An Alternative ASARCO Plan

by Fred Thomas

ASARCO Postcard

Picture postcard of the American Smelting and “Roofing” (actually Refining) Co., Omaha, Nebraska, from 1915. Found in an antique shop in Oklahoma by Rick Galusha.

The residents of Tacoma, Wash. are getting something Omaha taxpayers aren’t - protection from liability for the toxic contamination caused by ASARCO industrial plants.

ASARCO, formerly American Smelting and Refining Co., had extensive operations for decades in both cities - a copper smelter in Tacoma and a lead refinery along the Missouri River in downtown Omaha.

Citizens in both communities became concerned about pollutants discharged from the plants, sued, and the plants shut down.

Officials in Tacoma and Omaha had to decide what to do with the heavily contaminated property owned by ASARCO.

Tacoma city officials took a different approach than Mayor Daub’s administration.

Major differences:

  • Tacoma officials invited local environmental groups to help make decisions over a four-year period. The Daub administration shut environmental groups and other public organizations out of the negotiating and decision making. Daub has allowed ASARCO, city and state officials to work on plans.
  • Tacoma declined to take title to the ASARCO property, fearing ownership would open up Tacoma taxpayers to financial liability.

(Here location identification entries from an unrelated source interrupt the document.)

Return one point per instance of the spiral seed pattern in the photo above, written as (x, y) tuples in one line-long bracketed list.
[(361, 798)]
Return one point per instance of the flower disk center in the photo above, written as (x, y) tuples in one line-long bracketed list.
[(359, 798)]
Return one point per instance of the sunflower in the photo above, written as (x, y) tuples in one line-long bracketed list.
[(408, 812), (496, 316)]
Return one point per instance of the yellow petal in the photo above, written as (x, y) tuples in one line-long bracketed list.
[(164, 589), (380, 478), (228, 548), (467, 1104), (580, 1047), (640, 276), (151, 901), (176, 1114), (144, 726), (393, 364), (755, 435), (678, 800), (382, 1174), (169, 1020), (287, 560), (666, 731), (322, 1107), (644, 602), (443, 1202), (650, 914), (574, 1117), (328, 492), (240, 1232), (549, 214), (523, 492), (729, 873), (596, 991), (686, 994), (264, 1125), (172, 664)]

Daub wants Omaha to take title, even though national environmental lawyers say if Omaha takes title or leases the property, the city assumes liability if the buried wastes cause environmental or health problems.

Tacoma officials said this is what happened in Tacoma and neighboring Ruston:

ASARCO operated a smelter along Commencement Bay, off Puget Sound, for decades until closing in the 1980s.

Fearing ASARCO would abandon the property and the toxins remaining on site, Tacoma and Ruston officials, ASARCO, the U.S. EPA and local environmental groups sat down and, over four years, worked out an agreement.

Originally, local residents wanted ASARCO to remove the toxins from the property and haul them to a hazardous waste disposal site. ASARCO objected, citing the cost.

In a compromise, ASARCO was allowed to bury toxins in a leak-proof pit on the site and cover it with clean material.

In exchange, ASARCO agreed to pay millions to develop park and public access areas on the remainder of the 100-acre site, plus prepare other portions and sell or lease them for commercial development. A public agency is overseeing the work.

The city of Tacoma isn’t taking title to any property. A metropolitan parks board - a separate taxing authority with its own governing board - is becoming owner of some land.

An agreement was worked out in which ASARCO retains liability for the buried toxins. The EPA was part of negotiations leading to that agreement. ASARCO retains title to the rest of the land.